Послышался звук поворачивающейся ручки двери, который тут же оборвался. Ручка лишь немного повернулась и замерла на месте. Ничего удивительного, ведь рычажок замка был опущен, и собачка осталась на месте. Помимо замка, кстати, в свои скобы были уложены и оба засова, пересекавшие дверь поперёк, один на высоте груди мужчины, другой на уровне его бёдер. Таким образом дверь, какой бы она ни была хлипкой, заперта была надёжно. С той стороны её можно было только выбить, вырвав скобы засовов из стены. Для этого понадобилось бы двое, а то и трое мужчинам, и пара попыток, да ещё понадобились бы те, кто немедленно ворвётся сюда с оружием в руках. Однако я был уверен, что по ту сторону стены находился только один человек.

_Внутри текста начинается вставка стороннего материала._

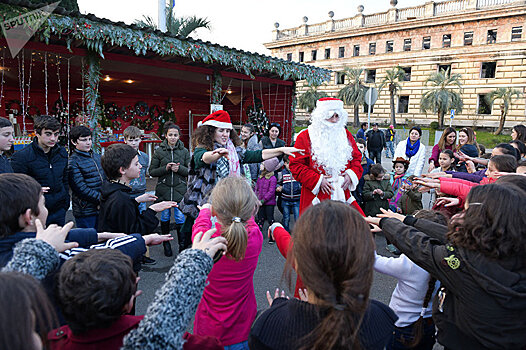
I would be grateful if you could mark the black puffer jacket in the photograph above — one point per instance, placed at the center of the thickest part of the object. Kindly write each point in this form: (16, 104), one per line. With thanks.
(49, 169)
(85, 179)
(170, 186)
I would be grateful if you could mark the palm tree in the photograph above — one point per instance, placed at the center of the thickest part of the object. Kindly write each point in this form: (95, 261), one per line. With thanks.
(183, 26)
(506, 96)
(392, 80)
(353, 93)
(307, 100)
(442, 97)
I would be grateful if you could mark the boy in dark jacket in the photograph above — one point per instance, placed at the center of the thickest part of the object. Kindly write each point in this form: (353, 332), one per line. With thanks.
(377, 191)
(119, 212)
(85, 178)
(47, 162)
(170, 164)
(366, 165)
(290, 193)
(7, 134)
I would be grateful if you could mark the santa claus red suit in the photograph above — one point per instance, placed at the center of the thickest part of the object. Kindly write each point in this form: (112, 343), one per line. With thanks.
(330, 153)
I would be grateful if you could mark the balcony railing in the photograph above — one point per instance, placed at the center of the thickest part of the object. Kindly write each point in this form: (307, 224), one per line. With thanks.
(428, 10)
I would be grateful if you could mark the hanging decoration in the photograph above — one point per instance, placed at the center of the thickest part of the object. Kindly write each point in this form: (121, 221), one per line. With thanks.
(95, 34)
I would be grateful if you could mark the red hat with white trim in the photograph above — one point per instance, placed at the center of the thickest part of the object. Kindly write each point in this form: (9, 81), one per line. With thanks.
(218, 119)
(329, 103)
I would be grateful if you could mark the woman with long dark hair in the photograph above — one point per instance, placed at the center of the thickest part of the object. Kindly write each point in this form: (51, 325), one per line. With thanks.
(447, 141)
(333, 253)
(480, 262)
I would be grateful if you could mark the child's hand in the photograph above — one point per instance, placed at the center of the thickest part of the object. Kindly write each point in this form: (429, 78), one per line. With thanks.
(147, 197)
(55, 235)
(209, 245)
(155, 239)
(159, 207)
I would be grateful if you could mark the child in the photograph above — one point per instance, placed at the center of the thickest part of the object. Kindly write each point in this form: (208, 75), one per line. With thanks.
(7, 134)
(397, 177)
(170, 164)
(411, 298)
(337, 269)
(266, 192)
(85, 176)
(377, 191)
(366, 165)
(119, 212)
(132, 137)
(228, 307)
(290, 190)
(411, 199)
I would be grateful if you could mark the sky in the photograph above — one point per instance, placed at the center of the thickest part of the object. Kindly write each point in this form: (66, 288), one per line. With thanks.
(243, 24)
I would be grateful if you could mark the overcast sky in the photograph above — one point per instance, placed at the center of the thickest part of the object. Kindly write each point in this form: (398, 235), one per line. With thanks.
(243, 24)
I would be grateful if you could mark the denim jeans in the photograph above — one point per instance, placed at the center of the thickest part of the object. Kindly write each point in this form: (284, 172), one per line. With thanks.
(406, 333)
(239, 346)
(178, 215)
(87, 221)
(287, 208)
(389, 149)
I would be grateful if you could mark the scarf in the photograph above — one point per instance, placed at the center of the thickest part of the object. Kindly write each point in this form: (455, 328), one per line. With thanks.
(228, 167)
(411, 150)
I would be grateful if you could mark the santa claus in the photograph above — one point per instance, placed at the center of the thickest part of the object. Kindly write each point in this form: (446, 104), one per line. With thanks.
(331, 165)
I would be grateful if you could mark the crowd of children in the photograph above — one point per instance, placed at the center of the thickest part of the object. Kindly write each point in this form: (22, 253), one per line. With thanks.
(461, 270)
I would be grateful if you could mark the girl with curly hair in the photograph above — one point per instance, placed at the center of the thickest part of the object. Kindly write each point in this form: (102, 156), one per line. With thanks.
(479, 260)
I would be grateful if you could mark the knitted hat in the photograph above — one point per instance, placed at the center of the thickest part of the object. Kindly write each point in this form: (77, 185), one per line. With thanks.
(219, 119)
(271, 164)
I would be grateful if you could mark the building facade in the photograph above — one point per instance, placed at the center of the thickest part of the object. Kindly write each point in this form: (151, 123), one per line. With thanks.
(482, 40)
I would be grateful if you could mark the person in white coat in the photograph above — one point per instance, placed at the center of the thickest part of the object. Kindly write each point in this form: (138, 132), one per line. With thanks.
(412, 150)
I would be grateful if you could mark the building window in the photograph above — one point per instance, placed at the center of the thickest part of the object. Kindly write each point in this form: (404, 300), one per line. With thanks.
(407, 73)
(389, 46)
(483, 106)
(446, 40)
(403, 104)
(468, 38)
(372, 48)
(370, 75)
(426, 43)
(446, 68)
(492, 36)
(407, 44)
(516, 33)
(356, 50)
(340, 78)
(488, 69)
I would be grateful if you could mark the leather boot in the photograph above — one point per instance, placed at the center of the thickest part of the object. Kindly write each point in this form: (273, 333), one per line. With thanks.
(165, 230)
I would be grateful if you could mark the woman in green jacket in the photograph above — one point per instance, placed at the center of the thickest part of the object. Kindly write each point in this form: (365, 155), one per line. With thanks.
(170, 164)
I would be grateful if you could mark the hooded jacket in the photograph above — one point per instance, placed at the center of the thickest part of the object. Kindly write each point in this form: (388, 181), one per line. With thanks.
(85, 176)
(49, 169)
(119, 212)
(485, 299)
(170, 186)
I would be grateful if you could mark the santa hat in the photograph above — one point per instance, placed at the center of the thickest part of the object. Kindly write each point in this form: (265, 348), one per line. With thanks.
(218, 119)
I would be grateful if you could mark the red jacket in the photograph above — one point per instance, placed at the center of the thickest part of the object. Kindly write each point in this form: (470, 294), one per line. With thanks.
(111, 338)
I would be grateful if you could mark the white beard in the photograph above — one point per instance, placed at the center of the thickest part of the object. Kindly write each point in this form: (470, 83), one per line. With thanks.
(330, 147)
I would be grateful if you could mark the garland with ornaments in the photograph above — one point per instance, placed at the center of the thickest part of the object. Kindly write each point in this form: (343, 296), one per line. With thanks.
(96, 33)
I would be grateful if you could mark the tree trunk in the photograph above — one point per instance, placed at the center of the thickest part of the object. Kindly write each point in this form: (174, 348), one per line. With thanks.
(440, 119)
(501, 122)
(356, 122)
(393, 115)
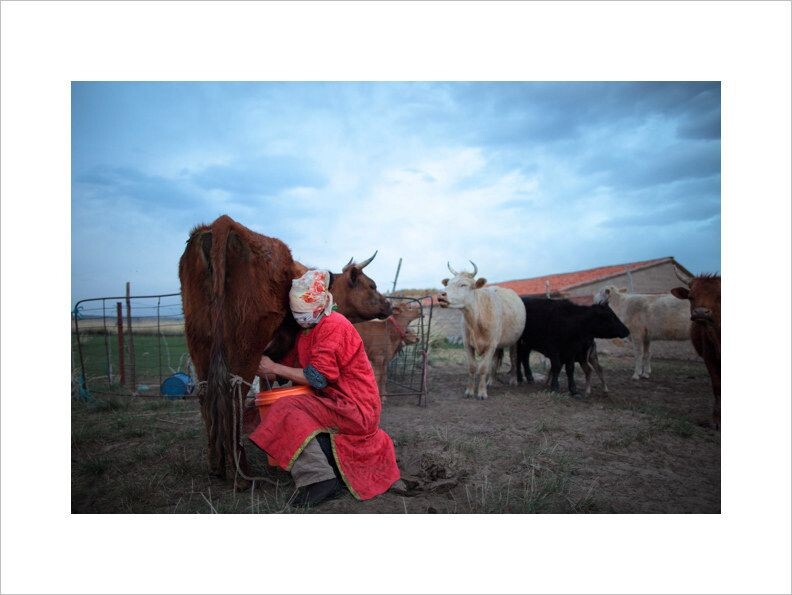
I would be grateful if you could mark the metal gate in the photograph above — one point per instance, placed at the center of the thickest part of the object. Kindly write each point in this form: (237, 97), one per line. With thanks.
(128, 344)
(407, 371)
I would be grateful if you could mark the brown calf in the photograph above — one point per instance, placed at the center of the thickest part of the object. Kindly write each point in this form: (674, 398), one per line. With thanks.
(384, 338)
(703, 292)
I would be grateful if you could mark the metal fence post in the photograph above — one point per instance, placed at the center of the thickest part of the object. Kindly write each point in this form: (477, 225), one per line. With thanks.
(132, 380)
(120, 323)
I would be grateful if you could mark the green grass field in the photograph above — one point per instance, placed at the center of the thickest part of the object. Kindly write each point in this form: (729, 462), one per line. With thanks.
(156, 358)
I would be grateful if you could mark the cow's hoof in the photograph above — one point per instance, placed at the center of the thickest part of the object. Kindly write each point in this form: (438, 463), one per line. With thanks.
(241, 484)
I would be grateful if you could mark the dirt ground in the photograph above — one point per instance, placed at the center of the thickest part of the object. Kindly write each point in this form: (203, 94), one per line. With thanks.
(644, 448)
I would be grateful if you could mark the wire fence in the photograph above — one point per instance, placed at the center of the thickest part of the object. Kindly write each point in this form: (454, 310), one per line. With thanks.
(128, 344)
(135, 345)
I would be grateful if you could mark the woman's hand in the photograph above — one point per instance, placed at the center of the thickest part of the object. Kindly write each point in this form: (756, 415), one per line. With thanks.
(266, 366)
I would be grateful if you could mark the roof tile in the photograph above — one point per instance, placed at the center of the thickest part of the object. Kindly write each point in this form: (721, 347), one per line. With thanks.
(563, 281)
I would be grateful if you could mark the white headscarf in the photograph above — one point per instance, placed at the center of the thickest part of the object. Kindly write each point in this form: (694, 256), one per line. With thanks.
(309, 298)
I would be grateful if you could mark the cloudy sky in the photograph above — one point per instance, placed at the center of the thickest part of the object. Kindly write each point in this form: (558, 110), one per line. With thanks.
(525, 179)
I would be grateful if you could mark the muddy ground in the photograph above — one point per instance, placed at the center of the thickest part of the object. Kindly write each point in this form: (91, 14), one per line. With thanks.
(644, 448)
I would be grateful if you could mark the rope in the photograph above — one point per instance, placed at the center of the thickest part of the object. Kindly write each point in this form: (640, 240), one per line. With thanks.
(236, 385)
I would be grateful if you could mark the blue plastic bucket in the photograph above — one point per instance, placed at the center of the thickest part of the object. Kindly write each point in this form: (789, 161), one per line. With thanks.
(176, 386)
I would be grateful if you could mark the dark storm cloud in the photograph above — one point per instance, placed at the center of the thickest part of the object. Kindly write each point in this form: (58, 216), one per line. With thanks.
(648, 164)
(694, 200)
(550, 112)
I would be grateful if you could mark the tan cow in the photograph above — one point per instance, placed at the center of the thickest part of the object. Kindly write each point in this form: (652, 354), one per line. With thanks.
(649, 317)
(494, 318)
(384, 338)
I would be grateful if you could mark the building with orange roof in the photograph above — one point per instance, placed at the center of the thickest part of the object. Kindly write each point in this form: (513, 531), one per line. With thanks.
(647, 276)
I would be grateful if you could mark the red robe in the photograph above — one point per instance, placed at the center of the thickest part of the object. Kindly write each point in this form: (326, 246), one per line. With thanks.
(348, 408)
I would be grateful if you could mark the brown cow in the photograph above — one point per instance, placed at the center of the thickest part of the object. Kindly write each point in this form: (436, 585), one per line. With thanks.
(703, 292)
(235, 293)
(384, 338)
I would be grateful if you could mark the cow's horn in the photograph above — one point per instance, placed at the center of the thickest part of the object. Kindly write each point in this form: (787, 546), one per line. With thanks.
(686, 280)
(365, 263)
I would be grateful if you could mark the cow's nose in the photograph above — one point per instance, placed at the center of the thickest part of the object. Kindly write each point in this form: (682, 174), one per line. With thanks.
(701, 314)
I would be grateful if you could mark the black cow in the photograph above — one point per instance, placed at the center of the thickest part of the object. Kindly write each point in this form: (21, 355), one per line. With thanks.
(562, 331)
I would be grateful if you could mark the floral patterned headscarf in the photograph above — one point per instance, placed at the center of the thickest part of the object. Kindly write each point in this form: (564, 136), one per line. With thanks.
(309, 298)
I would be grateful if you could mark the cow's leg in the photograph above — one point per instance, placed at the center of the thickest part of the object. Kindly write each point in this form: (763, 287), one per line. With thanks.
(593, 359)
(216, 468)
(497, 360)
(713, 367)
(484, 367)
(526, 362)
(586, 367)
(515, 365)
(519, 350)
(647, 359)
(638, 346)
(555, 370)
(470, 390)
(569, 365)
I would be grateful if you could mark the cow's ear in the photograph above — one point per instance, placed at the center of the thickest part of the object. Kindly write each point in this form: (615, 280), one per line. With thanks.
(354, 273)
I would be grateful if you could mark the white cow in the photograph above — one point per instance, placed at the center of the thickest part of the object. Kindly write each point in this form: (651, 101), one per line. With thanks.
(650, 318)
(494, 318)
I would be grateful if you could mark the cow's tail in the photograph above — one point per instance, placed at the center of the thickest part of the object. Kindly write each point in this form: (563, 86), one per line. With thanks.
(219, 398)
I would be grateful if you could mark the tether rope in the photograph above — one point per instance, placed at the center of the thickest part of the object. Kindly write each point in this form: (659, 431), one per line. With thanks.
(238, 406)
(236, 385)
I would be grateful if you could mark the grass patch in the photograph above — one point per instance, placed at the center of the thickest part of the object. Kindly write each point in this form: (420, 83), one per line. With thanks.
(94, 466)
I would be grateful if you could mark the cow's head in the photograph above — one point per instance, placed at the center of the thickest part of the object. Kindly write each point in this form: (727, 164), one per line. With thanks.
(605, 324)
(604, 295)
(410, 338)
(460, 288)
(356, 294)
(703, 293)
(406, 312)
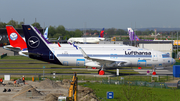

Послышался лёгкий стук. Чьи-то пальцы пробарабанили по дереву двери. Я не ответил. Я ждал. Наконец, после паузы, раздалось четыре быстрых удара, повторившиеся через короткий интервал. Сказать что я был поражён, это не сказать ничего.

Я отбросил одеяло, заткнул нож за пояс и смело шагнул к двери. Разблокировав собачку замка, я один за другим убрал оба засова, и отошёл в сторону. Дверь медленно открылась.

– Я так понимаю, что входить безопасно, – послышался негромкий голос из темноты.

– Входи, – проворчал я.

Признаться, я бы и сам точно так же с опаской входил в тёмную комнату инсулы поздно вечером.

– Я был небрежен, – сказал он. – Меня заметили стражники.

– Входи уже, – бросил я.

– Но мне удалось оторваться от них. Я ушёл по крышам, а они по-прежнему ищут меня на западе.

– И что Ты здесь делаешь? – осведомился я.

– Честно говоря, я опасался, что не застану тебя здесь, – сказал он. – Боялся, что Ты сменишь место жительства.

– Не думаю, что было бы мудро с моей стороны внезапно менять место жительства, – заметил я.

– Надеюсь, что тебе хватит твоей единственной зарплаты на оплату ренты? – спросил голос, но я не ответил, возясь с лампой.

Это был оговоренный сигнал, после первого удара, привлекавшего внимание обитателей комнаты, четыре быстрых стука, с повтором после паузы. Четвертая буква гореанского алфавита – дэлька.

– Ты чего вернулся? – ворчливо поинтересовался я.

– А я никуда и не уходил, – усмехнулся он.

– А где Феба? – спросил я.

– Бредёт вслед за одним из фургонов твоего друга Бит-тарска, прикованная к его задку цепью за шею, в рабском капюшоне и с руками в наручниках за спиной, – ответил Марк.

– Она думает, что Ты тоже с ними, насколько я понимаю, – предположил я.

– То, что это не так, она обнаружит только утром, – сказал он.

– Она может захотеть последовать за тобой, – предупредил я.

– Она – женщина, – напомнил Марк. – Цепи удержат её там, где я желаю.

– Она будет без ума от горя, – вздохнул я.

– Плеть заставит её замолчать, – сказал юноша.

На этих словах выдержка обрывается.